Erstens. 2006 haben Sie die strikte Trennung der Kompetenzen zwischen Bund und Ländern mit beschlossen.
Zweitens. Hätten wir den Föderalismus nicht, hätten wir seit den Siebzigerjahren integrierte Gesamtschulen flächendeckend.
Drittens. Sie hätten in der zweiten Großen Koalition entsprechende Unternehmungen machen können. Sie hatten Regierungsbeteiligungen in zwölf Ländern. Sie haben es nicht gemacht. Sie blasen jetzt vier Wochen vor der Wahl einen roten Luftballon auf, wohl wissend, dass er bereits geplatzt ist, weil Sie eine Zweidrittelmehrheit im Bundesrat und Bundestag benötigen.
Viertens. Was sagt der Kanzlerkandidat der SPD dazu? – „Wir werden die nationale Bildungsallianz auf den Weg bringen, egal wie.“ Was hat denn dieser Herr eigentlich für ein Rechtsverständnis, wenn er sagt: „Wir werden die nationale Bildungsallianz auf den Weg bringen, egal wie“? – Diese Frage müssen Sie beantworten.
Fünftens. Die CDU ist für Wettbewerb. Bildungspolitik ist ein Standortfaktor – positiv wie in Bayern oder Hessen, negativ wie in Berlin, Bremen, Hamburg oder NordrheinWestfalen. Wenn es in die Berliner Schulen hineinregnet, ist das schlimm genug, aber dann ist es primär ein Berliner Problem und nicht ein hessisches Problem. Schule und Bildung sind überragend wichtig, und deshalb brauchen wir den Wettbewerb.
sondern ein Subsidiaritätsprinzip. Was vor Ort entschieden werden kann, soll vor Ort entschieden werden.
Lassen Sie mich abschließend einige wenige Sätze zu den schulzschen Zahlen sagen. Er spricht von 12 Milliarden €. Im Kleingedruckten steht: 3 Milliarden € pro Jahr. 3 Milliarden €, aufgeteilt auf 16 Bundesländer, sind rund 200 Mil
lionen € für Hessen, aufgeteilt auf die 25 Schulträger, sind das rund 8 Millionen €. Für uns als Lahn-Dill-Kreis sind das grob 8 Millionen €.
(Zurufe von der SPD – Glockenzeichen des Präsi- denten – Norbert Schmitt (SPD): Wie hoch ist denn der Bedarf?)
KIP-I- und KIP-II-Programm von Bund und Land ergeben gemeinsam 35 Millionen €. Das macht insgesamt 90 Millionen € im Vergleich zu Ihren 8 Millionen €.

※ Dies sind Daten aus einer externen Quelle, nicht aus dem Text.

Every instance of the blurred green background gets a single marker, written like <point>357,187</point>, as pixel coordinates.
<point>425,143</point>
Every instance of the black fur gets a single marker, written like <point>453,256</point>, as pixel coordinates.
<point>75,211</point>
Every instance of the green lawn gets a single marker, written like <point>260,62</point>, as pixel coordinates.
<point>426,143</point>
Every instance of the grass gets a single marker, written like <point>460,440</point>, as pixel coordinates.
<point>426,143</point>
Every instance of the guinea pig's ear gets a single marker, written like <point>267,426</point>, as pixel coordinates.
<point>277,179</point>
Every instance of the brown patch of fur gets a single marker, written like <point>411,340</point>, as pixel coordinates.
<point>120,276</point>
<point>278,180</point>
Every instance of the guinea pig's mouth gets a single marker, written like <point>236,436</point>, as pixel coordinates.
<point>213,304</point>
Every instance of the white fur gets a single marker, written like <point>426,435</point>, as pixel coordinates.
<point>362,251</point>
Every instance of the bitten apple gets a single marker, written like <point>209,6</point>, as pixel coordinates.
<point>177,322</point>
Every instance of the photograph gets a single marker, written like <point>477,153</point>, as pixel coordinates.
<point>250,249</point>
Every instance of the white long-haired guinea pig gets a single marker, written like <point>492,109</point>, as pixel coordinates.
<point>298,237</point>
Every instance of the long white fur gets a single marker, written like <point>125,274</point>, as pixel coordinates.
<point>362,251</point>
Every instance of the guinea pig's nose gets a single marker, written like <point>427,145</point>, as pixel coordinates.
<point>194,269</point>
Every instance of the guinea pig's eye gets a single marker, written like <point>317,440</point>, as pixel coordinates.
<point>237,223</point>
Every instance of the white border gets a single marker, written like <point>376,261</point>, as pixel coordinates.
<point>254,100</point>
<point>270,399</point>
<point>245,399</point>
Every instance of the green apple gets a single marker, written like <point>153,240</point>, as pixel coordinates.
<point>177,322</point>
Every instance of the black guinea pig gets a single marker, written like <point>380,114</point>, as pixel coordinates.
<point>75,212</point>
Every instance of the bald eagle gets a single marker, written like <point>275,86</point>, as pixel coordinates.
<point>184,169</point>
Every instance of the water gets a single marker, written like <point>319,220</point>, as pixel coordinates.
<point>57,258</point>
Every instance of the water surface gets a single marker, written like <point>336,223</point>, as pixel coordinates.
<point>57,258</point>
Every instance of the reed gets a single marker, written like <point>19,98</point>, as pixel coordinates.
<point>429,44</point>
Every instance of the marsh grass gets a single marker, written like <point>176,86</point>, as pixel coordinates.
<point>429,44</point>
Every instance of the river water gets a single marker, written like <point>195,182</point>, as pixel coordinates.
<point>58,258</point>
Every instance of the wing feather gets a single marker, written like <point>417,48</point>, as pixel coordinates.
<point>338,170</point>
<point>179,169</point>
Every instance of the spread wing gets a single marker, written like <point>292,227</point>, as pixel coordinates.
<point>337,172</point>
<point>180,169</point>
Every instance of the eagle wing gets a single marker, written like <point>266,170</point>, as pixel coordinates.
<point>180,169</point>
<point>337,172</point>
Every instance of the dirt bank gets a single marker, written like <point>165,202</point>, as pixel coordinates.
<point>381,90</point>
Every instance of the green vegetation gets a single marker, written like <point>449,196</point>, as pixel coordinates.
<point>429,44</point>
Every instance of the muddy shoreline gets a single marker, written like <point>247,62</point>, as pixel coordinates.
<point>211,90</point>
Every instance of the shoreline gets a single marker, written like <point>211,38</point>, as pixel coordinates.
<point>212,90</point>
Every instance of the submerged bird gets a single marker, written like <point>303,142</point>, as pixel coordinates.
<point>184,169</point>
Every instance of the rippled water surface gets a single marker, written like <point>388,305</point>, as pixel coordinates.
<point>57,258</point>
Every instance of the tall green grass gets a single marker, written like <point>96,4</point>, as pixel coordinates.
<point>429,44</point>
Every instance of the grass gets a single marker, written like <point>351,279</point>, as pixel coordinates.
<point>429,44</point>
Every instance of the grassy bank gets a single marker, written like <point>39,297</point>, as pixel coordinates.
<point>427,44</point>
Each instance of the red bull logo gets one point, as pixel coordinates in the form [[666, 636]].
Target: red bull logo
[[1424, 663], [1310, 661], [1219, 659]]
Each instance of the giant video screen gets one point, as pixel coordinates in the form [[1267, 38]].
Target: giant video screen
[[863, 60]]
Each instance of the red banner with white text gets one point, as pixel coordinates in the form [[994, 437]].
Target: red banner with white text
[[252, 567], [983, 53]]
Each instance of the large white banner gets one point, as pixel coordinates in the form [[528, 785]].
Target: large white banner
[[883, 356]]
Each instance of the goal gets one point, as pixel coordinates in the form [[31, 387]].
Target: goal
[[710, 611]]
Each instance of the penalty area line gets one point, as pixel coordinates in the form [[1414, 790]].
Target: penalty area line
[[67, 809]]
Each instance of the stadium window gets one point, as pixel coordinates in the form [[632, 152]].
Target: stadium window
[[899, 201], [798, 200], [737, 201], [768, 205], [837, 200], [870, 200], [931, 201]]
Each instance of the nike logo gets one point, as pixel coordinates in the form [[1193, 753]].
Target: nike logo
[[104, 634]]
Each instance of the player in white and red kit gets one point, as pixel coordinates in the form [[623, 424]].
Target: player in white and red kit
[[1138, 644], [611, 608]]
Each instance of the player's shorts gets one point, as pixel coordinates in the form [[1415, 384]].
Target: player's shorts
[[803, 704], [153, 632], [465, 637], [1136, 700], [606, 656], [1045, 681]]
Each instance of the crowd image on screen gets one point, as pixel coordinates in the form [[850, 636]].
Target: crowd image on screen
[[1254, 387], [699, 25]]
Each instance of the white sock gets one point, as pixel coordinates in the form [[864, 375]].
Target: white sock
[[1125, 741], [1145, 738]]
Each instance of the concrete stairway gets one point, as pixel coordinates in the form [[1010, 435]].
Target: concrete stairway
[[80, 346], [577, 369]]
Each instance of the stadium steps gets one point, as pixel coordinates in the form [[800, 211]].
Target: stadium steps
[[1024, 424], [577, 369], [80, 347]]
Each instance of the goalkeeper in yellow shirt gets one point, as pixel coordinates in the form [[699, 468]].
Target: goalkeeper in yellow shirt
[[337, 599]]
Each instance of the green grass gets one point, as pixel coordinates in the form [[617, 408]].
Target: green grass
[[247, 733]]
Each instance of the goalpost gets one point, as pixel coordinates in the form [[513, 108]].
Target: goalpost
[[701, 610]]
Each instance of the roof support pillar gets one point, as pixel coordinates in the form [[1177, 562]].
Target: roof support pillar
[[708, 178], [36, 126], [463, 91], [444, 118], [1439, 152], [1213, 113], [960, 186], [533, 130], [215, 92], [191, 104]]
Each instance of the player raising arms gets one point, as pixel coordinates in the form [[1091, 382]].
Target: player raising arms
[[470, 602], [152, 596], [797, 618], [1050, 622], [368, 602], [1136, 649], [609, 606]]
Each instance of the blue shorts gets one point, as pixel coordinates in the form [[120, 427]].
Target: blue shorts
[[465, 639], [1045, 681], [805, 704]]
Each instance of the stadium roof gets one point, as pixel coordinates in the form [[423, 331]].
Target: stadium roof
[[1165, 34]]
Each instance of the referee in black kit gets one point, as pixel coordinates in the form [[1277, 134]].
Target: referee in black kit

Dann wollen Sie von den 12 Milliarden € Folgendes bezahlen: 1 Million zusätzliche Ganztagsplätze an Grundschulen. 60.000 sind es für Hessen. Bei ungefähr 20 Schülern pro Lehrkraft entspricht das 3.000 Lehrern, die wir benötigen. Auf den Bund hochgerechnet, sind es 50.000. Sie wollen flächendeckend digitale Medien für jedermann. Sie wollen drittens ein umfangreiches Ausbau-, Sanierungsund Modernisierungsprogramm für moderne Schulgebäude.

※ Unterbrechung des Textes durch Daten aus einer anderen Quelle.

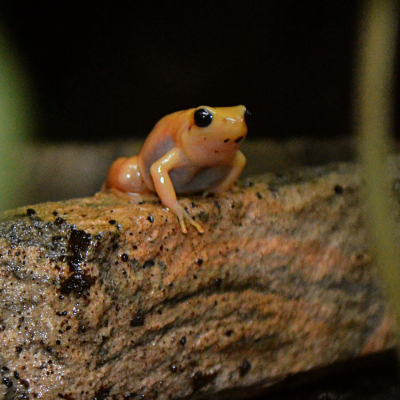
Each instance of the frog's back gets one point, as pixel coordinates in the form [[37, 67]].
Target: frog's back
[[161, 139]]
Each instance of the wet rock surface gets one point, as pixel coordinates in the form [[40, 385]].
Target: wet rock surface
[[105, 298]]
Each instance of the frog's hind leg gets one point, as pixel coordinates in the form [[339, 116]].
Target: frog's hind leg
[[124, 175]]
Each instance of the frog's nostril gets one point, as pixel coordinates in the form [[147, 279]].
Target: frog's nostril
[[247, 116]]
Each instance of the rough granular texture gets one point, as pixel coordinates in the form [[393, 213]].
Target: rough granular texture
[[105, 298]]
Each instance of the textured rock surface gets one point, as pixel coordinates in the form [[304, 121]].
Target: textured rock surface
[[102, 298]]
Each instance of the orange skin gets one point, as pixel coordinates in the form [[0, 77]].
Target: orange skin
[[179, 156]]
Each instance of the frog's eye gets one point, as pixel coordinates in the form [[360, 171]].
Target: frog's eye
[[202, 117]]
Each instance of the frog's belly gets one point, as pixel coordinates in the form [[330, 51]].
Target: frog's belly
[[189, 179]]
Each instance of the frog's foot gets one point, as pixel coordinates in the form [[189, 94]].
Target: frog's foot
[[183, 217]]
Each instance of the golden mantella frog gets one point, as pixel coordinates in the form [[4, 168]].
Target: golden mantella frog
[[188, 151]]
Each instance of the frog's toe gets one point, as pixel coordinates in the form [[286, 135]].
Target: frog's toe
[[190, 221]]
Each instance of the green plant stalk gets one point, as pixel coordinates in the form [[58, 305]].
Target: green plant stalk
[[373, 120]]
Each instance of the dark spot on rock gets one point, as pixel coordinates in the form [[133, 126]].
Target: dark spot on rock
[[149, 263], [24, 383], [130, 396], [203, 216], [200, 380], [248, 184], [102, 393], [7, 382], [244, 368], [338, 189], [137, 320], [77, 283], [59, 221], [30, 212], [273, 188], [79, 243]]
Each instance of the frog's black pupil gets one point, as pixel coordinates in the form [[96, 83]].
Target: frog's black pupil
[[247, 116], [202, 118]]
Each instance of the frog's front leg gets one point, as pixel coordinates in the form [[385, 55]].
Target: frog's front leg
[[159, 171], [238, 162]]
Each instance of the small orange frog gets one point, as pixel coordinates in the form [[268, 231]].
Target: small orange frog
[[187, 151]]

Wir haben in Hessen 2.000 Schulen. Bundesweit sind es geschätzte 30.000 bis 40.000 Schulen. Das alles wollen Sie modernisieren. Sie nennen keine Zahlen. Das alles wollen Sie mit 3 Milliarden € im Jahr machen.

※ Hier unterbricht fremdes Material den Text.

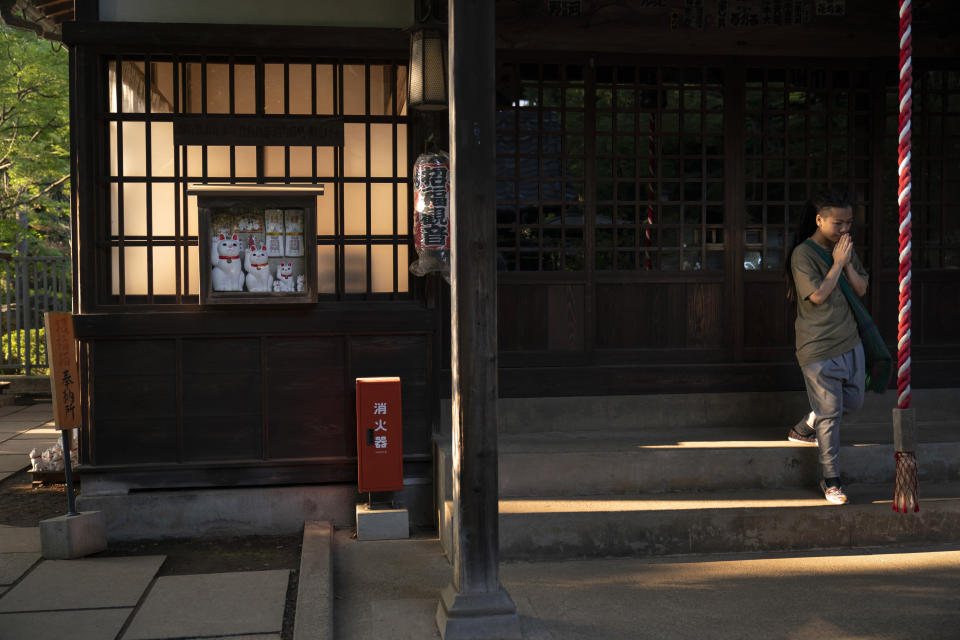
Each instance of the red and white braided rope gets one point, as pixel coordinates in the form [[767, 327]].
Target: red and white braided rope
[[651, 191], [903, 202]]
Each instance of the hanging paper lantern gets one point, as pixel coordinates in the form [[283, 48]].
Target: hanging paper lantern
[[431, 214]]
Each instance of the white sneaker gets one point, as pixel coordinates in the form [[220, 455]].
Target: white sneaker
[[834, 495]]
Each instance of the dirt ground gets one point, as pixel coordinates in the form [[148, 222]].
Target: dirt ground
[[21, 505]]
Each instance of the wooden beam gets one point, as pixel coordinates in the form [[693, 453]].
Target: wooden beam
[[474, 605], [231, 38]]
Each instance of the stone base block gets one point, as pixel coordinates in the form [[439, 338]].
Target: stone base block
[[477, 616], [382, 524], [68, 537]]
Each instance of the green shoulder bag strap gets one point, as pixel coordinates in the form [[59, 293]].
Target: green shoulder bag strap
[[878, 361]]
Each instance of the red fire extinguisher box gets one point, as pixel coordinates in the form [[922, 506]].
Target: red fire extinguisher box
[[379, 435]]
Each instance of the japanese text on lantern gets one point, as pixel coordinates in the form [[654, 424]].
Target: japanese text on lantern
[[64, 380], [379, 434]]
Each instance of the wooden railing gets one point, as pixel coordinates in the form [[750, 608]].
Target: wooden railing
[[29, 286]]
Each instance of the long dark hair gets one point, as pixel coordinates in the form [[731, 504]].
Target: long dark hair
[[807, 226]]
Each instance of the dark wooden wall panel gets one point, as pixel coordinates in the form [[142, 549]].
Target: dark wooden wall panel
[[565, 317], [135, 401], [886, 319], [522, 313], [940, 308], [305, 397], [221, 397], [768, 317], [135, 441], [705, 315], [409, 358]]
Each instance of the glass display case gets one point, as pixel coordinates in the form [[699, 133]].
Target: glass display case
[[257, 243]]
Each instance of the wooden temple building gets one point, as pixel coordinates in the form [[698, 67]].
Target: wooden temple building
[[650, 160]]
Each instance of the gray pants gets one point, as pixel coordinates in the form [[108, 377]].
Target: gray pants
[[834, 387]]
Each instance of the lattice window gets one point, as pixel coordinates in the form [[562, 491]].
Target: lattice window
[[363, 220], [540, 167], [659, 168], [806, 130], [935, 171]]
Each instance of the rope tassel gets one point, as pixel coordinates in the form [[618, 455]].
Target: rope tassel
[[906, 489], [906, 486]]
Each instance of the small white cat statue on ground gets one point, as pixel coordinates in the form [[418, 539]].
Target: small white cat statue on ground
[[227, 269], [284, 281], [257, 266]]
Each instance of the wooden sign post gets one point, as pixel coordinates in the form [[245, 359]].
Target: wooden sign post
[[64, 386]]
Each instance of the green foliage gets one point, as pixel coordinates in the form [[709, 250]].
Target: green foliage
[[13, 346], [34, 142]]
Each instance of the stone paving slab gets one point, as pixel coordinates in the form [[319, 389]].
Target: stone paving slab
[[14, 565], [40, 432], [19, 539], [96, 624], [19, 423], [217, 604], [107, 582]]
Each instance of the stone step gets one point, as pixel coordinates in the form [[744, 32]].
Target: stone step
[[624, 463], [661, 411], [719, 522]]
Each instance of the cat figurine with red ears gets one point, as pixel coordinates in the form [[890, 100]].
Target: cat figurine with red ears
[[227, 267], [284, 281], [257, 266]]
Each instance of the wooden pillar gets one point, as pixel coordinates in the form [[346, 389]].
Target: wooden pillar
[[474, 605]]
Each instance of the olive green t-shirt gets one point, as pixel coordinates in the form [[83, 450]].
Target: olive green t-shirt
[[823, 330]]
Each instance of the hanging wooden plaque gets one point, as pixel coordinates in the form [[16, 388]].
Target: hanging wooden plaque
[[64, 379]]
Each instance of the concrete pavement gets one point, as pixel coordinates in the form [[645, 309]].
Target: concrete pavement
[[390, 589], [23, 428]]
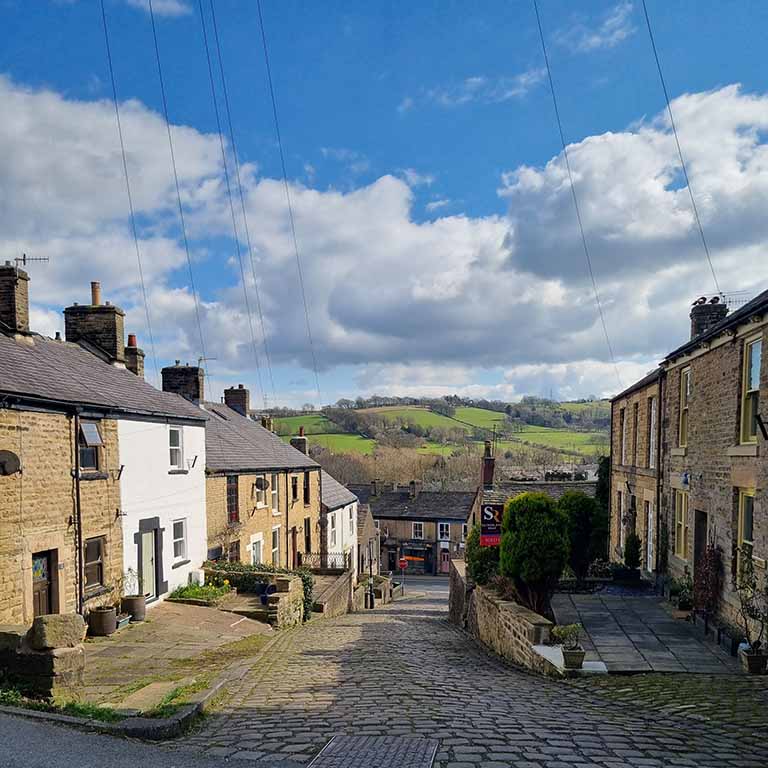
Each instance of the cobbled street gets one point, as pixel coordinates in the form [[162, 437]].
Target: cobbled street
[[404, 670]]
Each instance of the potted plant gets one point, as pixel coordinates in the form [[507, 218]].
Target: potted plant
[[567, 636], [133, 603], [753, 607]]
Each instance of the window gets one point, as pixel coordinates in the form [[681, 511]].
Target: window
[[276, 545], [750, 399], [635, 429], [681, 524], [685, 394], [260, 490], [746, 535], [94, 562], [88, 444], [623, 434], [233, 503], [175, 447], [275, 495], [652, 429], [180, 539]]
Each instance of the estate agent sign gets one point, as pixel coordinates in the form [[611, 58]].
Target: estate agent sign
[[490, 525]]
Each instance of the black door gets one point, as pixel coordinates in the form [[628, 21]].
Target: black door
[[41, 583]]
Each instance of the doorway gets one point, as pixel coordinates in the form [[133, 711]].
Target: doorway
[[147, 566], [42, 588]]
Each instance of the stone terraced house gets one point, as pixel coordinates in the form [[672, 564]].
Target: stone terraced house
[[88, 462], [709, 466]]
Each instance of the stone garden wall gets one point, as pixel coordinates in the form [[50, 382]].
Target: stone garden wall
[[505, 627]]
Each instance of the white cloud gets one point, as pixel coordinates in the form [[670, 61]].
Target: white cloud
[[480, 89], [170, 8], [615, 27]]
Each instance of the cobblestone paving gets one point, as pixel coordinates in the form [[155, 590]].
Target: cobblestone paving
[[404, 670]]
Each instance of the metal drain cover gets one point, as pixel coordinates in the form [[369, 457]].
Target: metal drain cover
[[376, 752]]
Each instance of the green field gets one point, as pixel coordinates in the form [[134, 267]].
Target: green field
[[314, 424]]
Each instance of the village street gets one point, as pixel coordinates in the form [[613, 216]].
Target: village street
[[405, 671]]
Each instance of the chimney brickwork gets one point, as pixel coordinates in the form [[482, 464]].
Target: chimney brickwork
[[185, 380], [238, 399], [14, 298], [102, 325], [705, 315]]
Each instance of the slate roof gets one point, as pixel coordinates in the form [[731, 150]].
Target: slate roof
[[36, 367], [236, 444], [427, 505], [757, 306], [335, 495], [501, 492]]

Sie wollen schließlich mehr multiprofessionelle Teams. Der Bund baut Schul- und Sozialarbeit und Jugendarbeit aus. Es gibt 800.000 Schüler in Hessen. Wenn man es durch 20 Schüler teilt, sind das 40.000 Klassen. Bundesweit sind es 600.000 Klassen. Sie wollen multiprofessionelle Teams. Wie viele wollen Sie denn, für welche Schüler?
Über welche Größenordnung reden Sie denn? Das sind potemkinsche Dörfer, Luftschlösser, vorprogrammierter Wahlbetrug oder auch Scharlatanerie.
Ein letzter Satz, Herr Präsident. Wir brauchen keine erneuten Experimente zulasten unserer Kinder, die nur eine einzige Schulzeit haben.
Sie haben es nicht verdient, erneut als Versuchskaninchen einer gescheiterten Einheitsideologie zu dienen. Deshalb lehnen wir diese Vorstellung Ihrerseits ab.
Überall dort, wo die Union regiert, geht es den Schülern besser. Hessen bleibt Hessen, Bayern bleibt Bayern, und wir wollen dafür sorgen, dass in Hessen auch weiterhin die Schulpolitik auf dem Vormarsch ist. Wir brauchen keinerlei Belehrungen von Ihnen aus Berlin. – Herzlichen Dank.
Herr Präsident, meine Damen und Herren! Das war jetzt eine schöne Vorstellung. „Mir san mir“ ist eigentlich bayerisch und nicht hessisch, aber egal. Sie wollen eine Spitzenposition in der Bildung, aber Sie wollen ein zerklüftetes Schulsystem, das bundesweit überhaupt nicht vergleichbar ist und auch gar nicht kompatibel.
Dann sind Sie für Wettbewerb. Jetzt frage ich Sie: Was ist denn mit den Wettbewerbsverlierern? Hessen ist ja nicht vorn. Ich habe Ihrer Rede entnommen, dass Ihnen die Wettbewerbsverlierer ziemlich egal sind. Uns sind sie nicht egal.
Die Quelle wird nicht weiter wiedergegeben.